Dutch Psychology Fraudster Avoids Trial


Disgraced Dutch social psychologist Diederik Stapel, who in 2011 was found to have fabricated data in at least 30 published papers, will not face trial for misuse of public research funds. Instead, in a pre-trial settlement, Stapel has agreed to 120 hours of community service, according to a statement (in Dutch) from the Dutch public prosecutor’s office.
In the settlement, Stapel also agreed not to make a claim on 18 months of half-pay salary that he might have been entitled to contest under Dutch law, as he had said he was sick when he was suspended and fired in September 2011 by Tilburg University. 
But the public prosecutor said today that there was no abuse of the grants. The funds went mainly to salaries of staff (PhD students), who did the work they were paid for — even though that work was partly based on fabricated data. “He didn’t use the money for personal enrichment — for example, to buy a car or a house”... 

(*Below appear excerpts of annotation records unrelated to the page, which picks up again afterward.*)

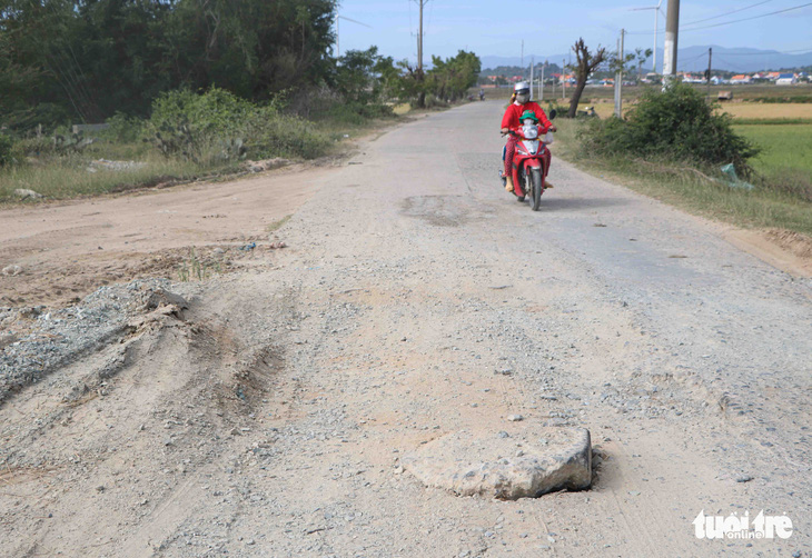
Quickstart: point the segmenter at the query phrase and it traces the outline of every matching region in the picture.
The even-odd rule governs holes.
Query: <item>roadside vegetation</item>
[[[0,12],[0,202],[20,189],[70,198],[331,156],[476,83],[479,59],[462,50],[427,71],[375,47],[335,57],[336,6],[11,4]]]
[[[812,126],[796,121],[742,126],[677,84],[641,91],[623,120],[558,121],[556,155],[707,217],[812,236]]]

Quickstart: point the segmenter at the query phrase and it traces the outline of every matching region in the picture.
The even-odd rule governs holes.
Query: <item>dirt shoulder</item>
[[[274,230],[326,172],[293,166],[229,182],[2,210],[0,306],[60,308],[108,283],[240,267],[271,250]],[[254,249],[240,250],[251,242]]]

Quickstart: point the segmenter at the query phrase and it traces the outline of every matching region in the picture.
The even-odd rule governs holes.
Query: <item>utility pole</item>
[[[533,100],[533,70],[535,70],[536,59],[531,57],[531,101]]]
[[[665,16],[665,48],[663,49],[663,78],[676,78],[676,49],[680,34],[680,0],[669,0]]]
[[[538,83],[538,100],[544,100],[544,69],[547,67],[547,61],[545,60],[542,64],[542,82]]]
[[[420,29],[417,33],[417,71],[423,73],[423,7],[428,0],[417,0],[420,4]]]
[[[624,63],[624,44],[626,30],[621,29],[621,38],[617,39],[617,72],[615,73],[615,116],[623,118],[623,63]]]
[[[713,49],[707,49],[707,74],[705,76],[705,80],[707,80],[707,102],[711,102],[711,72],[713,71],[713,67],[711,66],[711,60],[713,58]]]
[[[561,61],[561,100],[566,99],[566,60]]]

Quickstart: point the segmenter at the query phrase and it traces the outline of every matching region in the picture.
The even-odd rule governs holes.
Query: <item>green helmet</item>
[[[533,120],[535,123],[538,123],[538,118],[536,117],[536,113],[532,110],[527,109],[524,112],[522,112],[522,117],[519,117],[518,121],[524,122],[527,119]]]

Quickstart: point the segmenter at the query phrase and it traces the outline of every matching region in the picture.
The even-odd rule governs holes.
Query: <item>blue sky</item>
[[[663,0],[665,13],[669,0]],[[706,0],[681,2],[680,48],[716,44],[774,49],[782,52],[812,51],[812,6],[786,13],[770,16],[729,26],[689,31],[690,27],[724,23],[800,6],[803,0],[769,0],[761,6],[724,13],[760,3],[759,0]],[[551,56],[568,52],[578,37],[590,47],[614,47],[621,28],[626,48],[652,48],[654,43],[653,11],[631,11],[633,8],[656,6],[656,0],[570,0],[563,2],[513,0],[429,0],[424,9],[424,60],[429,54],[454,56],[467,48],[479,56],[517,57],[524,39],[525,54]],[[416,59],[417,4],[415,0],[341,0],[339,16],[350,18],[372,29],[341,20],[340,50],[365,49],[376,44],[380,53],[396,60]],[[690,26],[689,23],[710,19]],[[665,17],[660,19],[661,30]],[[664,33],[658,34],[658,58]]]

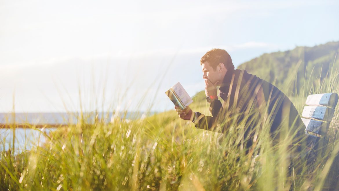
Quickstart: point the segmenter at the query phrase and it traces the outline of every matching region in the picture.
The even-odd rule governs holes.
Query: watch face
[[[210,97],[210,96],[207,96],[207,97],[206,98],[206,100],[207,100],[207,103],[210,103],[210,102],[211,101],[211,98]]]

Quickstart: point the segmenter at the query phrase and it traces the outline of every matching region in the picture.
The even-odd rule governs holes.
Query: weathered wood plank
[[[305,130],[307,131],[306,133],[311,132],[321,136],[324,136],[327,133],[329,125],[328,123],[310,119],[302,118],[301,120],[306,126]],[[308,134],[316,136],[312,133]]]
[[[338,102],[338,94],[328,93],[310,95],[306,99],[306,104],[311,106],[324,106],[334,108]]]
[[[301,116],[308,119],[314,119],[330,122],[334,114],[334,109],[326,107],[305,106]]]

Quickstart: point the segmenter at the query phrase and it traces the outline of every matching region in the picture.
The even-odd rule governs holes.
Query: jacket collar
[[[234,72],[234,69],[233,68],[230,68],[230,69],[227,70],[222,80],[221,85],[219,88],[219,90],[223,92],[228,91],[228,87],[230,87],[231,81],[232,80],[232,76]]]

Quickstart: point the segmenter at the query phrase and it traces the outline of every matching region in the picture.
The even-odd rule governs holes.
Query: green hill
[[[313,83],[319,83],[319,79],[321,81],[328,72],[339,69],[339,59],[336,59],[338,52],[339,41],[313,47],[298,46],[292,50],[264,54],[237,68],[270,82],[291,97],[291,93],[299,93],[305,82],[310,84],[306,90],[309,91]],[[204,101],[205,97],[202,91],[194,100]]]
[[[289,91],[295,93],[296,89],[297,93],[305,81],[322,80],[329,71],[339,68],[339,60],[335,59],[338,52],[339,42],[313,47],[298,46],[291,50],[264,54],[238,68],[244,69],[279,88],[290,86]],[[296,71],[292,85],[287,84],[286,77]]]

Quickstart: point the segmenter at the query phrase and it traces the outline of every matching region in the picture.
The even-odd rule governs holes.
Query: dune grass
[[[321,81],[308,82],[297,94],[284,92],[301,112],[307,95],[339,93],[338,75],[333,70]],[[293,85],[295,74],[286,79]],[[190,106],[207,114],[204,96],[203,92],[197,94]],[[242,138],[232,131],[237,129],[235,124],[231,125],[229,133],[220,136],[220,133],[196,129],[171,110],[132,121],[120,119],[124,115],[121,113],[110,123],[88,123],[84,116],[76,125],[47,136],[42,146],[17,155],[2,152],[0,190],[338,189],[333,180],[339,175],[338,108],[325,138],[325,154],[318,156],[314,172],[304,169],[300,176],[294,175],[293,170],[289,174],[282,159],[287,157],[284,152],[285,140],[275,146],[278,155],[270,155],[272,140],[267,134],[261,134],[255,147],[269,148],[262,149],[260,156],[255,158],[254,153],[246,154],[235,144]]]

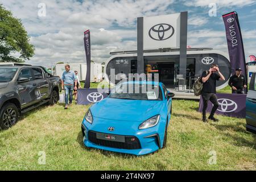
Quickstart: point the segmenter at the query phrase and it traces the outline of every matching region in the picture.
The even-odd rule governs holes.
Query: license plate
[[[106,133],[96,133],[96,138],[101,140],[125,142],[125,136],[109,134]]]

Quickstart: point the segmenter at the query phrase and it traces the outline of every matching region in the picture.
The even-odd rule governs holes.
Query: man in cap
[[[245,77],[241,73],[241,68],[236,69],[236,74],[229,78],[229,85],[232,88],[232,93],[245,93],[243,89],[246,88],[247,85]]]

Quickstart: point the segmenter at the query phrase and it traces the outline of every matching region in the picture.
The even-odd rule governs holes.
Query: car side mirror
[[[21,77],[18,78],[18,82],[27,82],[30,81],[30,79],[28,77]]]
[[[168,93],[167,97],[168,97],[168,98],[172,98],[172,97],[174,97],[174,96],[175,96],[175,94],[174,93],[171,93],[171,92],[168,92]]]

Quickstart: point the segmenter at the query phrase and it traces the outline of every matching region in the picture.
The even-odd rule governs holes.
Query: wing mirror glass
[[[175,96],[175,94],[171,92],[168,93],[168,98],[172,98],[174,97],[174,96]]]

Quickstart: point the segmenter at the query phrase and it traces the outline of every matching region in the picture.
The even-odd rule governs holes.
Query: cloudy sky
[[[216,16],[209,15],[211,3],[216,5]],[[60,61],[84,61],[83,32],[87,29],[91,31],[92,59],[105,61],[111,51],[137,49],[137,17],[185,11],[188,45],[228,52],[221,15],[236,11],[246,56],[256,55],[255,0],[0,0],[0,3],[22,19],[35,47],[34,56],[26,61],[33,64],[51,67]]]

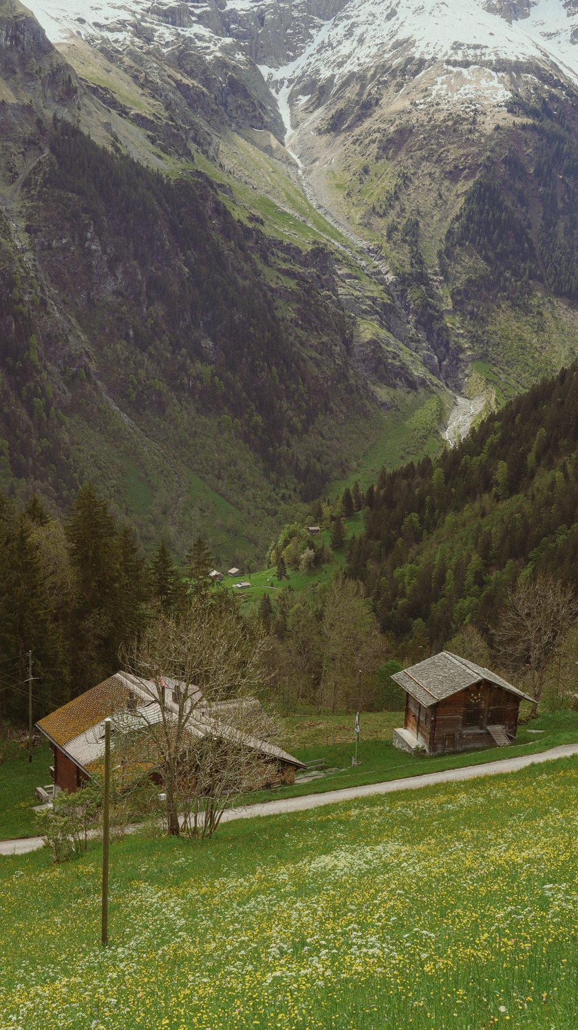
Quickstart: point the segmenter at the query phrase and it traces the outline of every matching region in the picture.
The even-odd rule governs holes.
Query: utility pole
[[[32,761],[32,651],[28,652],[28,760]]]
[[[362,671],[360,668],[360,686],[358,689],[358,715],[355,717],[355,757],[351,759],[351,765],[359,765],[358,761],[358,743],[360,740],[360,707],[362,703]]]
[[[104,803],[102,806],[102,930],[108,943],[108,810],[110,806],[110,719],[104,720]]]

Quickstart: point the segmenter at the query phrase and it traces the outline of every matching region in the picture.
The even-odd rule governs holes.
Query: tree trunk
[[[167,822],[169,826],[169,833],[171,836],[178,836],[180,833],[180,826],[178,822],[178,810],[174,796],[174,770],[170,759],[167,762],[167,781],[165,784],[165,791],[167,794]]]

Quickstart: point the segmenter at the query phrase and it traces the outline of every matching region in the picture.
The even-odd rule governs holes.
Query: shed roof
[[[452,694],[457,694],[467,687],[473,687],[480,680],[486,680],[497,687],[503,687],[504,690],[515,694],[520,700],[533,700],[528,694],[522,693],[521,690],[512,686],[507,680],[503,680],[501,676],[490,672],[489,668],[476,665],[474,661],[461,658],[458,655],[452,654],[451,651],[440,651],[432,658],[426,658],[424,661],[419,661],[416,665],[410,665],[409,668],[404,668],[401,673],[395,673],[392,679],[408,694],[415,697],[415,700],[419,701],[423,708],[431,708],[432,705],[436,705],[445,697],[451,697]]]

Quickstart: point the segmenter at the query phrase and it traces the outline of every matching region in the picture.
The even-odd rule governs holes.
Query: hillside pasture
[[[0,1028],[574,1030],[578,761],[0,862]]]

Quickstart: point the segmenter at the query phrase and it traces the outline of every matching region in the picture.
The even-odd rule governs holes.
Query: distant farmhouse
[[[515,739],[521,700],[532,701],[496,673],[442,651],[393,677],[406,692],[405,721],[394,745],[429,755]]]
[[[176,703],[175,684],[171,680],[163,681],[165,696],[163,698],[165,712],[176,719],[178,705]],[[269,729],[268,717],[258,700],[246,698],[241,702],[226,701],[220,705],[203,703],[201,692],[192,688],[192,696],[196,706],[195,718],[189,723],[191,744],[205,734],[213,734],[249,748],[262,759],[263,782],[258,785],[267,787],[270,784],[294,783],[295,771],[305,768],[298,758],[287,754],[281,748],[267,741],[259,740],[239,730],[234,725],[234,719],[250,709],[251,725],[261,722],[261,731]],[[256,720],[256,708],[260,710],[260,719]],[[127,718],[138,721],[139,710],[144,710],[147,723],[160,722],[162,713],[152,684],[131,676],[128,673],[116,673],[92,690],[68,701],[50,715],[38,722],[38,729],[46,737],[54,756],[50,777],[55,788],[69,793],[81,788],[91,780],[92,774],[102,766],[104,757],[104,720],[112,719],[112,748],[114,748],[114,721],[126,724]],[[141,723],[145,725],[144,719]],[[147,769],[142,765],[138,775],[152,775],[162,782],[162,769]]]

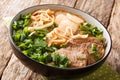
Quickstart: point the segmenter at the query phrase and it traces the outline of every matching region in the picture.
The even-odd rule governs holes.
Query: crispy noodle
[[[28,27],[30,32],[33,32],[35,29],[47,28],[54,23],[54,11],[50,9],[38,10],[32,14],[31,19],[30,27]]]

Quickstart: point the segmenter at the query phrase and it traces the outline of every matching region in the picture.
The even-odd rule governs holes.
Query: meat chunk
[[[97,51],[92,52],[92,45],[96,45]],[[70,60],[70,67],[84,67],[96,62],[96,56],[101,59],[105,49],[100,39],[88,37],[86,39],[73,39],[68,42],[66,48],[57,50],[59,54],[64,54]]]
[[[70,67],[84,67],[87,65],[87,54],[79,47],[62,48],[56,52],[64,54],[70,60]]]

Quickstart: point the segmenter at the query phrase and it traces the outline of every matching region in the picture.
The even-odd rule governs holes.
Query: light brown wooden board
[[[112,50],[107,62],[120,73],[120,0],[115,1],[108,31],[112,38]]]
[[[34,0],[33,0],[34,1]],[[70,1],[70,2],[69,2]],[[24,7],[24,2],[21,2],[22,7]],[[62,5],[67,5],[70,7],[74,6],[75,0],[41,0],[40,4],[62,4]],[[39,4],[35,3],[35,4]],[[34,3],[31,5],[35,5]],[[30,6],[28,3],[26,3],[25,6]],[[18,6],[14,6],[18,7]],[[26,7],[25,7],[26,8]],[[12,13],[11,13],[12,14]],[[14,13],[13,13],[14,14]],[[4,43],[5,44],[5,43]],[[10,46],[9,46],[10,47]],[[3,53],[6,54],[6,53]],[[9,56],[10,58],[10,56]],[[6,60],[8,62],[8,60]],[[26,68],[15,56],[14,54],[12,55],[9,63],[7,66],[2,66],[6,67],[3,75],[2,75],[2,80],[41,80],[40,74],[36,74]]]
[[[13,3],[17,2],[17,4],[15,4],[15,6],[12,6]],[[8,11],[5,11],[4,8],[0,7],[0,11],[2,10],[2,12],[4,11],[5,14],[0,16],[0,18],[4,17],[4,16],[11,16],[11,15],[15,15],[18,11],[20,11],[23,8],[29,7],[31,5],[36,5],[36,4],[62,4],[62,5],[67,5],[67,6],[71,6],[71,7],[76,7],[78,9],[84,10],[85,12],[90,13],[91,15],[95,16],[96,18],[98,18],[104,25],[108,25],[109,23],[109,18],[110,18],[110,14],[111,14],[111,10],[112,10],[112,6],[114,3],[114,0],[30,0],[27,1],[28,3],[26,3],[25,1],[27,0],[9,0],[8,1],[8,6],[10,6],[10,8],[8,8],[7,6],[5,6],[5,9]],[[4,0],[3,3],[7,2],[7,0]],[[7,3],[6,3],[7,4]],[[0,4],[1,5],[1,4]],[[102,5],[102,6],[101,6]],[[15,7],[15,11],[10,12],[10,10]],[[17,7],[17,10],[16,10]],[[104,10],[107,9],[106,10]],[[2,12],[0,12],[0,14],[2,14]],[[8,12],[8,14],[7,14]],[[1,23],[1,22],[0,22]],[[4,36],[4,33],[7,34],[7,30],[6,28],[4,28],[5,26],[2,25],[2,27],[0,27],[0,30],[3,29],[3,31],[0,31],[1,35],[0,37]],[[114,36],[114,35],[113,35]],[[5,36],[5,38],[8,38],[8,36]],[[4,39],[1,39],[1,41],[3,41]],[[8,42],[8,40],[6,42],[3,41],[3,43],[1,44],[0,41],[0,46],[2,46],[3,44],[5,45],[6,42]],[[10,45],[6,45],[4,47],[8,46],[8,50],[10,51]],[[3,48],[1,48],[3,49]],[[9,54],[9,55],[7,55]],[[0,56],[3,56],[5,58],[0,58],[1,60],[4,60],[5,62],[1,62],[2,65],[0,64],[0,74],[3,75],[2,76],[2,80],[41,80],[41,76],[39,74],[33,73],[31,70],[29,70],[28,68],[26,68],[24,65],[21,64],[21,62],[14,56],[12,55],[12,50],[11,52],[2,52],[0,53]],[[11,58],[11,59],[10,59]],[[9,61],[10,59],[10,61]],[[112,59],[114,59],[112,57]],[[109,60],[108,60],[109,61]],[[8,63],[9,62],[9,63]],[[8,63],[8,65],[7,65]],[[110,63],[111,64],[111,63]],[[7,65],[7,66],[6,66]],[[5,70],[4,70],[5,68]]]
[[[2,18],[13,16],[20,10],[32,5],[39,4],[39,0],[2,0],[0,1],[0,76],[4,71],[12,55],[12,49],[9,44],[8,30],[2,23]]]

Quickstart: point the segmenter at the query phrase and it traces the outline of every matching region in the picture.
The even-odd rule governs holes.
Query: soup
[[[105,54],[103,31],[82,16],[62,10],[37,10],[20,16],[12,25],[18,48],[41,64],[80,68]]]

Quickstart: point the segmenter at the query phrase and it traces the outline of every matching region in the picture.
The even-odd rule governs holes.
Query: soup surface
[[[12,37],[26,56],[60,68],[85,67],[105,54],[103,31],[82,16],[62,10],[21,14],[12,25]]]

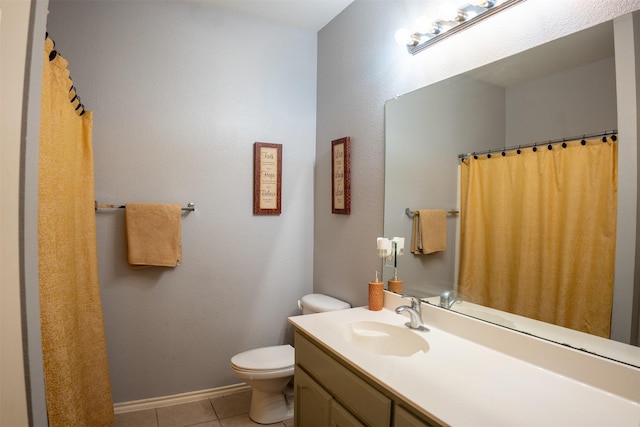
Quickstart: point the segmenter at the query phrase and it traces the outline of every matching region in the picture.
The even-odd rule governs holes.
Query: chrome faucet
[[[450,309],[456,301],[462,302],[462,300],[458,298],[456,291],[444,291],[440,294],[440,307]]]
[[[418,331],[428,331],[429,329],[422,323],[422,309],[420,299],[410,295],[403,295],[402,297],[409,298],[411,300],[411,306],[401,305],[396,307],[396,313],[398,314],[405,311],[409,313],[409,318],[411,319],[411,321],[405,323],[405,326]]]

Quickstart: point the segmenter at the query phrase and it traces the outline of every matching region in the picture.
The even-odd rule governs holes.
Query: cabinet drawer
[[[394,427],[435,427],[435,424],[416,417],[400,405],[396,405],[393,425]]]
[[[296,332],[296,364],[371,427],[389,426],[392,401]]]

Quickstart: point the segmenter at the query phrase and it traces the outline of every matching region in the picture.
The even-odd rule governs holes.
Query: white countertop
[[[638,401],[460,338],[425,319],[430,331],[415,333],[427,340],[429,351],[410,357],[367,352],[339,333],[341,325],[363,320],[403,326],[407,318],[387,308],[359,307],[289,321],[425,414],[452,426],[640,426]]]

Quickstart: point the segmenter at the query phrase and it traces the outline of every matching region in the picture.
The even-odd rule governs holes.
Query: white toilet
[[[309,294],[298,301],[302,314],[344,310],[351,305],[339,299]],[[289,344],[256,348],[231,358],[231,371],[251,386],[249,417],[260,424],[272,424],[293,417],[295,354]]]

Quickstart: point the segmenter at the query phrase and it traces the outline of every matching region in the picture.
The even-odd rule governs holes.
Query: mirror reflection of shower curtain
[[[521,151],[461,165],[460,294],[608,338],[617,142]]]
[[[38,174],[38,268],[49,426],[114,421],[98,285],[92,114],[70,103],[67,61],[42,78]],[[53,55],[52,55],[53,56]],[[81,111],[81,110],[80,110]]]

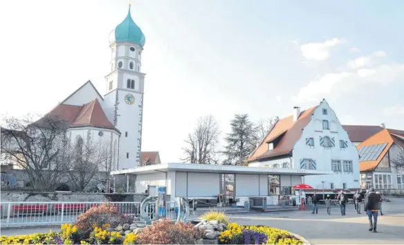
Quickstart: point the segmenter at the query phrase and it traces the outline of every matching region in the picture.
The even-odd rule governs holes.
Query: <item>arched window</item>
[[[324,147],[331,147],[331,140],[329,136],[324,136],[322,138],[322,146],[324,146]]]
[[[83,138],[80,135],[76,137],[76,153],[77,156],[83,153]]]

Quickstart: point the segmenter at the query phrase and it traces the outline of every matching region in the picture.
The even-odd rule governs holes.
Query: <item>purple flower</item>
[[[244,244],[252,244],[251,242],[253,242],[254,244],[262,244],[266,243],[268,240],[266,235],[257,231],[242,230],[242,232]]]
[[[63,241],[62,241],[62,239],[60,239],[59,236],[55,236],[54,239],[55,239],[55,243],[56,244],[64,244]]]

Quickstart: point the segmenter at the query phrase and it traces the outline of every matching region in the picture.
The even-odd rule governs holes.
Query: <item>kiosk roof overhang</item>
[[[333,172],[327,170],[295,170],[285,168],[255,167],[246,166],[232,166],[223,165],[196,164],[196,163],[163,163],[148,166],[128,168],[111,172],[112,175],[119,174],[145,174],[167,172],[187,172],[217,174],[274,174],[274,175],[320,175],[333,174]]]

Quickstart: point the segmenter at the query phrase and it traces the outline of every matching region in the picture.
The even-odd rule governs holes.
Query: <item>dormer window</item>
[[[306,138],[306,145],[314,146],[314,138]]]
[[[330,129],[329,127],[328,120],[322,120],[322,129]]]
[[[331,147],[331,140],[329,136],[325,136],[322,138],[322,146],[324,147]]]

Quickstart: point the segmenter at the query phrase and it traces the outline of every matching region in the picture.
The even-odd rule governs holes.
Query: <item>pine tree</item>
[[[225,138],[225,165],[243,165],[255,148],[254,125],[248,114],[236,114],[230,121],[231,133]]]

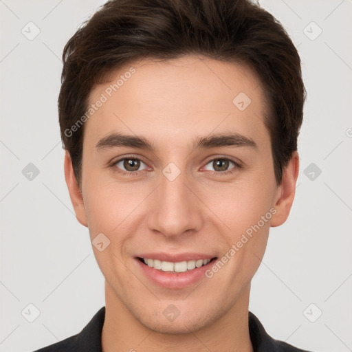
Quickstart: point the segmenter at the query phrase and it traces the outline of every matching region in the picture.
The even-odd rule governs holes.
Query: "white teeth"
[[[197,261],[184,261],[177,263],[162,261],[158,259],[143,258],[144,263],[150,267],[153,267],[163,272],[184,272],[196,267],[206,265],[210,259],[198,259]]]
[[[173,263],[162,261],[162,270],[163,272],[173,272]]]
[[[201,265],[203,265],[203,260],[202,259],[199,259],[198,261],[197,261],[195,262],[195,266],[197,267],[201,267]]]

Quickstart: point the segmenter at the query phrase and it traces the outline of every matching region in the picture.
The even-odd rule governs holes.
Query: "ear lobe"
[[[281,184],[278,187],[278,195],[274,208],[276,214],[272,217],[270,226],[273,228],[282,225],[287,219],[296,194],[296,184],[298,177],[299,157],[297,151],[283,170]]]
[[[74,173],[72,160],[68,151],[65,151],[64,161],[65,179],[69,190],[71,202],[74,206],[76,217],[80,223],[88,227],[85,214],[85,204],[82,193]]]

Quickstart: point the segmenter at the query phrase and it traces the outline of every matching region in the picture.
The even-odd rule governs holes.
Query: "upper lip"
[[[181,261],[197,261],[199,259],[211,259],[216,256],[207,254],[206,253],[179,253],[170,254],[165,252],[158,253],[143,253],[138,254],[137,257],[146,258],[146,259],[158,259],[161,261],[168,261],[173,263],[179,263]]]

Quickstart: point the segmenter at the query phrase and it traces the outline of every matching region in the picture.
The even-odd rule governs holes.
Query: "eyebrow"
[[[121,133],[112,133],[104,137],[98,142],[96,148],[100,151],[119,146],[148,149],[153,152],[157,151],[155,144],[149,142],[145,137],[126,135]],[[194,149],[209,149],[220,146],[247,146],[258,149],[258,146],[253,140],[235,133],[198,137],[193,141],[192,146]]]

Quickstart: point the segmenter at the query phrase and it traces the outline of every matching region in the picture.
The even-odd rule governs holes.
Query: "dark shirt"
[[[34,352],[102,352],[101,336],[105,307],[77,335]],[[271,338],[253,313],[248,311],[250,336],[254,352],[308,352]]]

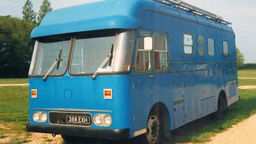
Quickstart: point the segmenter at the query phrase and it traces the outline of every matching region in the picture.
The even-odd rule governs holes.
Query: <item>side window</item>
[[[166,36],[154,35],[153,37],[154,66],[156,70],[168,68],[168,38]]]
[[[193,54],[192,35],[184,34],[183,36],[184,51],[185,54]]]
[[[141,34],[148,35],[148,33]],[[135,70],[138,72],[148,72],[151,69],[151,50],[144,49],[144,39],[147,36],[140,36],[138,39],[138,47],[135,65]]]
[[[228,43],[227,41],[223,41],[223,55],[228,56]]]
[[[215,45],[213,38],[208,38],[208,54],[209,56],[215,55]]]

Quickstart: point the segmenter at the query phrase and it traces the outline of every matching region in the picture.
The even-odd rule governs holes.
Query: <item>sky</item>
[[[31,0],[38,12],[43,0]],[[97,0],[50,0],[53,10],[91,3]],[[129,1],[129,0],[127,0]],[[26,0],[0,0],[0,15],[22,17]],[[232,22],[236,46],[244,54],[246,63],[256,63],[256,1],[252,0],[184,0]]]

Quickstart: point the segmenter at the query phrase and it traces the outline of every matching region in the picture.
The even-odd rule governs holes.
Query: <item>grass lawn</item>
[[[256,78],[256,70],[239,70],[238,77]]]
[[[0,84],[23,84],[28,83],[28,78],[0,79]]]
[[[255,70],[239,70],[241,77],[256,77]],[[255,80],[239,79],[239,85],[256,85]],[[27,83],[28,79],[0,79],[0,84]],[[29,120],[28,87],[0,87],[0,139],[6,134],[25,136],[13,138],[11,143],[24,143],[29,133],[25,131]],[[256,113],[256,90],[239,90],[241,100],[225,112],[222,120],[213,120],[210,116],[200,118],[173,131],[172,143],[202,143],[232,125]],[[17,135],[16,135],[17,136]],[[63,142],[65,143],[65,142]]]
[[[239,86],[256,86],[256,79],[238,79]]]
[[[0,87],[0,138],[5,134],[26,135],[29,120],[28,87]],[[26,140],[11,138],[10,143],[22,143]]]

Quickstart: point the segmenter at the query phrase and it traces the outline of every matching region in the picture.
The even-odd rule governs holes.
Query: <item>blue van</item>
[[[239,100],[235,35],[175,0],[102,0],[56,10],[31,37],[30,132],[161,143]]]

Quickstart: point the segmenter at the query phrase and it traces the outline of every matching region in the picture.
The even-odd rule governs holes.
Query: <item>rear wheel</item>
[[[161,140],[161,126],[159,116],[157,115],[151,115],[147,124],[147,140],[148,143],[159,143]]]
[[[159,114],[152,111],[148,117],[146,133],[138,138],[139,143],[159,144],[162,141],[163,124]]]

Stapel had already suffered severe consequences for his actions, which had been taken into account in the settlement, the spokesperson added; he had returned his PhD, and cooperated with the criminal investigation, and with the three-university committee that investigated his academic fraud. 
“The case is now closed,” the spokesperson says. A Dutch newspaper, NU.nl, adds that Stapel’s PhD students did not want to see the story raked over again in court.